The lira gained 2 percent in value against the dollar moments after the decision was announced.
The Turkish lira has clawed back roughly 15 percent of its value against the dollar since President Recep Tayyip Erdoğan overhauled his economic team and appointed Naci Ağbal as the new central bank governor in November.
But rising crude oil prices have pushed up Turkey’s inflation rate more than expected, while growing yields on US Treasuries have forced investors out of riskier emerging markets.
Economists blame Erdoğan’s unorthodox belief that high interest rates cause inflation — instead of slowing it down — for many of Turkey’s current economic problems.
But Ağbal appears to have won Erdoğan’s blessing to keep the policy rate high for some time to ward off inflation and help the lira recover.

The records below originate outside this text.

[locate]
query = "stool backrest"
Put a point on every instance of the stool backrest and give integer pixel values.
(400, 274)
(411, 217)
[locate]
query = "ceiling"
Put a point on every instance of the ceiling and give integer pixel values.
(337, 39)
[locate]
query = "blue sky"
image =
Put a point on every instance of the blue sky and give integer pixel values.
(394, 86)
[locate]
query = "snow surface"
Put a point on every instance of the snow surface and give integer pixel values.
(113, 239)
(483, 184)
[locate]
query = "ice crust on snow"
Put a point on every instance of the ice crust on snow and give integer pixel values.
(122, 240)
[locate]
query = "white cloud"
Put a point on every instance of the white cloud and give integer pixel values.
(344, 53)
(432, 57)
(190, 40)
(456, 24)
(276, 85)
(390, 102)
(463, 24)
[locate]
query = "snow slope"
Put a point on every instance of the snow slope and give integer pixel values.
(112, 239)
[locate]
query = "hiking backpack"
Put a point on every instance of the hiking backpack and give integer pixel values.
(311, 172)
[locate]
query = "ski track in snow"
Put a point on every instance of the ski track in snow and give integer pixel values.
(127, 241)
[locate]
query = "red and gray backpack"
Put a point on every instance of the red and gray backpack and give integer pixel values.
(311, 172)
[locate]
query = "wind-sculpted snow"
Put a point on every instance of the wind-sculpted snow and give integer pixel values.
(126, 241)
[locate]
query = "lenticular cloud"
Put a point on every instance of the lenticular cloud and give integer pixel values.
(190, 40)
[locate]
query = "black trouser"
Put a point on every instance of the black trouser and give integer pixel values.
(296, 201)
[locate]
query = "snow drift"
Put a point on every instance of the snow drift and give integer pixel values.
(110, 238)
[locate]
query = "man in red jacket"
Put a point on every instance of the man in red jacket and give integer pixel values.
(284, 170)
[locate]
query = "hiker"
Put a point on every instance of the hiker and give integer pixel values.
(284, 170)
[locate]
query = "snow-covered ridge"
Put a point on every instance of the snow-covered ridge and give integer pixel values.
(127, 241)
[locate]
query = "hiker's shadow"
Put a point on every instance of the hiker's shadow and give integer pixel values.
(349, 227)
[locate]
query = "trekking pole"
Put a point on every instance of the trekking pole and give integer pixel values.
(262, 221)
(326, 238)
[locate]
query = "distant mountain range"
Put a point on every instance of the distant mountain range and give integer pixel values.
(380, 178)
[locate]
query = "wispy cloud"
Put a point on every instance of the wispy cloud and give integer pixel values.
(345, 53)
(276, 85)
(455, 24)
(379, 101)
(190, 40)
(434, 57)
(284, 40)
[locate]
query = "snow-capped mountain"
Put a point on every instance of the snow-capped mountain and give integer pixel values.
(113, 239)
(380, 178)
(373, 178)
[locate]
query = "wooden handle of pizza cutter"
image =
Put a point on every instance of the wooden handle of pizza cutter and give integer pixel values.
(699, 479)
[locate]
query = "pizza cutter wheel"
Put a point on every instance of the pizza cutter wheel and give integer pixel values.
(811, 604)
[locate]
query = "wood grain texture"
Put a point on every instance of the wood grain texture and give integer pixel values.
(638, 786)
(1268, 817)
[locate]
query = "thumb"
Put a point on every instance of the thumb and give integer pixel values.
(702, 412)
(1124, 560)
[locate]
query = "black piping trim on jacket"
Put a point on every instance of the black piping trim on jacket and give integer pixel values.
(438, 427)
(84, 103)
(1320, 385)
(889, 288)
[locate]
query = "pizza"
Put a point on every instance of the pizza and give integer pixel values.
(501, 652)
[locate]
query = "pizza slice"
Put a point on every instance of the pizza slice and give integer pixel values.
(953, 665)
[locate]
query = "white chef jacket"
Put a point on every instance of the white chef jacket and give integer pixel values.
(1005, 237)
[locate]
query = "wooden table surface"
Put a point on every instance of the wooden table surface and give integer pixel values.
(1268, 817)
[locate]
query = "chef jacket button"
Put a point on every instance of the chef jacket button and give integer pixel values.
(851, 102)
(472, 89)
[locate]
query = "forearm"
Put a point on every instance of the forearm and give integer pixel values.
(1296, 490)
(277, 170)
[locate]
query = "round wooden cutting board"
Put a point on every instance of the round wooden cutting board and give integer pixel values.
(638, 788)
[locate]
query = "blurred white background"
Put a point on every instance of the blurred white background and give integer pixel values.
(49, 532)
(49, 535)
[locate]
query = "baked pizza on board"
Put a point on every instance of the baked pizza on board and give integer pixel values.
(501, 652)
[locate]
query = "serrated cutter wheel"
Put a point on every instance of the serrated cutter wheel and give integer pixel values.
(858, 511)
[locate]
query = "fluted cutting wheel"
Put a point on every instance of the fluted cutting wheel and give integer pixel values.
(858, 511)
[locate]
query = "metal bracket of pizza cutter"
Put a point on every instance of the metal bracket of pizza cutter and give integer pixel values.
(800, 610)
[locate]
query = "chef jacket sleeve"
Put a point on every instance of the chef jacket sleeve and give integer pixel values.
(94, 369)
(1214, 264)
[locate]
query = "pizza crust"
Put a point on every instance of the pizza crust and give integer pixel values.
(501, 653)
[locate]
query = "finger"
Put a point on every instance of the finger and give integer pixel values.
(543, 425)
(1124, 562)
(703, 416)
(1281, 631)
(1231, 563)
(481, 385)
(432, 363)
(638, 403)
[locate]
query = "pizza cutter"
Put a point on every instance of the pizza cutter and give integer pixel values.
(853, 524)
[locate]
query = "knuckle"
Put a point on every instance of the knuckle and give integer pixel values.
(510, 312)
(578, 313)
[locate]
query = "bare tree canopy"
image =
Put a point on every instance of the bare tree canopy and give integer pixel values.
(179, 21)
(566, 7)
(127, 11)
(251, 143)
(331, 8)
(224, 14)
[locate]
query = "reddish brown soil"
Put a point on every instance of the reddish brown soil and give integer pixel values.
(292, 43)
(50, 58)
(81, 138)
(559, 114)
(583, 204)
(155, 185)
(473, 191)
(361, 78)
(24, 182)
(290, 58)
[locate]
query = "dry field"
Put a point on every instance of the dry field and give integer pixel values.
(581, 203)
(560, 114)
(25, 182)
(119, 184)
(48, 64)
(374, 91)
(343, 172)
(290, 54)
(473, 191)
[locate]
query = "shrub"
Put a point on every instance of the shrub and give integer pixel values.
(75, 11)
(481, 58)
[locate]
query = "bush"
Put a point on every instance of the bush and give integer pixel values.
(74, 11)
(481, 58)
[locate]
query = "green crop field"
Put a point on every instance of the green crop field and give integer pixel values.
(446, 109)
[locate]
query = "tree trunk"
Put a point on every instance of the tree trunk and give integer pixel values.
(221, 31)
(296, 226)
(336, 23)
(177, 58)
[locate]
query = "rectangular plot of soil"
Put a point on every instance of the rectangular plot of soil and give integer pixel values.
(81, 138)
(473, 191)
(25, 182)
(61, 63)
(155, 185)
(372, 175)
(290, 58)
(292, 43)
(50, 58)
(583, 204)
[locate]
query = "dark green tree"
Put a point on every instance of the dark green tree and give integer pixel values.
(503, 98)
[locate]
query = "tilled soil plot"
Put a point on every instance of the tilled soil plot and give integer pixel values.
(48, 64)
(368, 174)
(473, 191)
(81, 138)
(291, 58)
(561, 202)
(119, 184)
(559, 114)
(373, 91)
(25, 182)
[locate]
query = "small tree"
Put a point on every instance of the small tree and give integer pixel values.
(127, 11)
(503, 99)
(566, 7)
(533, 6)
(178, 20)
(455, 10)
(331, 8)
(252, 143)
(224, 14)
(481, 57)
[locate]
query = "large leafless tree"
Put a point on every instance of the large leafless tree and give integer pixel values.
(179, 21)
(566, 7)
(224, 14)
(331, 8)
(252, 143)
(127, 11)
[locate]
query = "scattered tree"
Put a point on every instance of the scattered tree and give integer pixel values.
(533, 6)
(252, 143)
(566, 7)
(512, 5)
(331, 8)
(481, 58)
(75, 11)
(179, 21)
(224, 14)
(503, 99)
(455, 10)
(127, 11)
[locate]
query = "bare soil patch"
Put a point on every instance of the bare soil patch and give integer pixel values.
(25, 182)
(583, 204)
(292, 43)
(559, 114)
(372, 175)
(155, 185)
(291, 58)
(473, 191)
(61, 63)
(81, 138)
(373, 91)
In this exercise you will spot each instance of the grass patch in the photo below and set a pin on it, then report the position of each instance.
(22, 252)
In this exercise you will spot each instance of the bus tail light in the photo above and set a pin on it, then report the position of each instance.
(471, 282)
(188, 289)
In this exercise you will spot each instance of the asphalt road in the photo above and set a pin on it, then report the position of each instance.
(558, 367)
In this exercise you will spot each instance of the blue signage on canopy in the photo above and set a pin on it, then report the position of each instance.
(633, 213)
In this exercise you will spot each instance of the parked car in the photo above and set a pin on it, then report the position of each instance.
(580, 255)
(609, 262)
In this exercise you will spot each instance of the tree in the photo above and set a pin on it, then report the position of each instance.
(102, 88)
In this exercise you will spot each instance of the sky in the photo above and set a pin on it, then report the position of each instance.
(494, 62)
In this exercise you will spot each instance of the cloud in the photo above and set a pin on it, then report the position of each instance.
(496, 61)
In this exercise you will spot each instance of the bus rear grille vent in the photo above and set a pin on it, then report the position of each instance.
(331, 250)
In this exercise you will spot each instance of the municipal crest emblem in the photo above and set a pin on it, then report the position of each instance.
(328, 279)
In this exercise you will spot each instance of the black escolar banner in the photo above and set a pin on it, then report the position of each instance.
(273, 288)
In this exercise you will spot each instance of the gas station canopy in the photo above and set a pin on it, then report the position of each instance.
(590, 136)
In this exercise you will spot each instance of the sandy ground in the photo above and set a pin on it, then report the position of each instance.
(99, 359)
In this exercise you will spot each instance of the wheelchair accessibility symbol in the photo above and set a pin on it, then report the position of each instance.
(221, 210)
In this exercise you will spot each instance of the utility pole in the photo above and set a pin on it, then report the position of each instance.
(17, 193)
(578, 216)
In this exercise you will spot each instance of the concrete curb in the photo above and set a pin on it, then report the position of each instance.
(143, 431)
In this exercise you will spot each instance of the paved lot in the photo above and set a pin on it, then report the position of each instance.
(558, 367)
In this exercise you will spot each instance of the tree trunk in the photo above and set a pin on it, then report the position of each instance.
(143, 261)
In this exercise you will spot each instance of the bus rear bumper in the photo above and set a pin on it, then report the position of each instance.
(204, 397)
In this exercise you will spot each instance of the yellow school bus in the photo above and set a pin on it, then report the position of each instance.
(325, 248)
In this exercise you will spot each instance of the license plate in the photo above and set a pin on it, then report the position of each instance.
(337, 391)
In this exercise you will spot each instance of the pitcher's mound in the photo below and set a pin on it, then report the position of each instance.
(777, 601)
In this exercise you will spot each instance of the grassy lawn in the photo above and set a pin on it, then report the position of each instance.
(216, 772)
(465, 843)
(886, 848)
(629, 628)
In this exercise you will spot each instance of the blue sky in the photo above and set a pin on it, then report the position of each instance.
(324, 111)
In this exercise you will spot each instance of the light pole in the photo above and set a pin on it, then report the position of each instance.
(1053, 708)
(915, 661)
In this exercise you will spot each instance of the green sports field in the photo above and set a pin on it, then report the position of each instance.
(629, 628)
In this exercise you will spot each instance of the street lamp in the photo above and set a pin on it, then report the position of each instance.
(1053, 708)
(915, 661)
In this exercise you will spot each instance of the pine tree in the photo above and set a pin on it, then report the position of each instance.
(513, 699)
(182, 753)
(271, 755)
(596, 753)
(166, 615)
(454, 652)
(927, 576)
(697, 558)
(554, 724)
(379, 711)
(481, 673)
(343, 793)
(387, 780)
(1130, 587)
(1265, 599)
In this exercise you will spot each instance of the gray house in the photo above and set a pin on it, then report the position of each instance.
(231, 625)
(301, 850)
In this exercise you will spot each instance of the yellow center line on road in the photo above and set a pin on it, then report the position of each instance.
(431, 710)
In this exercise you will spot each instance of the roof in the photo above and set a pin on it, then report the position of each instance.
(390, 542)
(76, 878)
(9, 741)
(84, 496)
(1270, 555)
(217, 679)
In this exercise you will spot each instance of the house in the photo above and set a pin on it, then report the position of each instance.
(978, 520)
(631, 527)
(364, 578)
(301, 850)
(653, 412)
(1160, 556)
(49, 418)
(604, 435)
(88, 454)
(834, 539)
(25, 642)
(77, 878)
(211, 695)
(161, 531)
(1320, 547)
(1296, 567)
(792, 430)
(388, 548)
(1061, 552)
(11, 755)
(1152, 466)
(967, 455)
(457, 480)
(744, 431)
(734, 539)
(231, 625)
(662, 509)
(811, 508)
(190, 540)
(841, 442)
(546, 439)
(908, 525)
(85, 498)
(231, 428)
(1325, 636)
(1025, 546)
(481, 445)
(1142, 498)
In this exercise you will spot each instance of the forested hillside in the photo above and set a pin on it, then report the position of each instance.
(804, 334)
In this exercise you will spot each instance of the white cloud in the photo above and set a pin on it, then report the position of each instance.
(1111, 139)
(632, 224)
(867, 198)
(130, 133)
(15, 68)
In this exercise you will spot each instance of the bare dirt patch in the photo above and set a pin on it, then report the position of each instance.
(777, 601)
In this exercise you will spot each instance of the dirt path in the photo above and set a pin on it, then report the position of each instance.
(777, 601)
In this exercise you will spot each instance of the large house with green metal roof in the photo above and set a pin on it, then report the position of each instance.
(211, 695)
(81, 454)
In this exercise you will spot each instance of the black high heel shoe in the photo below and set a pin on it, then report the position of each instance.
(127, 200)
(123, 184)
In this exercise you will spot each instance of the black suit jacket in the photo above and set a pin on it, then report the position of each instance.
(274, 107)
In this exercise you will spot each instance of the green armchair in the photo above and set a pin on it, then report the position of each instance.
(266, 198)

“Governor Ağbal is clearly keen to embellish his inflation-fighting credentials and thus was willing to go above and beyond what investors had demanded,” Capital Economic analyst Jason Tuvey said in a research note.
Past central bank managers have burned through most of Turkey’s reserves trying to support the currency while rates remained well below the rate of inflation.
The central bank said its “tight monetary policy stance will be maintained decisively, taking into account the end-2021 forecast target, for an extended period until strong indicators point to a permanent fall in inflation and price stability.”
Turkey hopes to bring down the annual inflation rate to under 10 percent by the end of next year and to 5 percent by the time Erdoğan is next scheduled to face an election in 2023.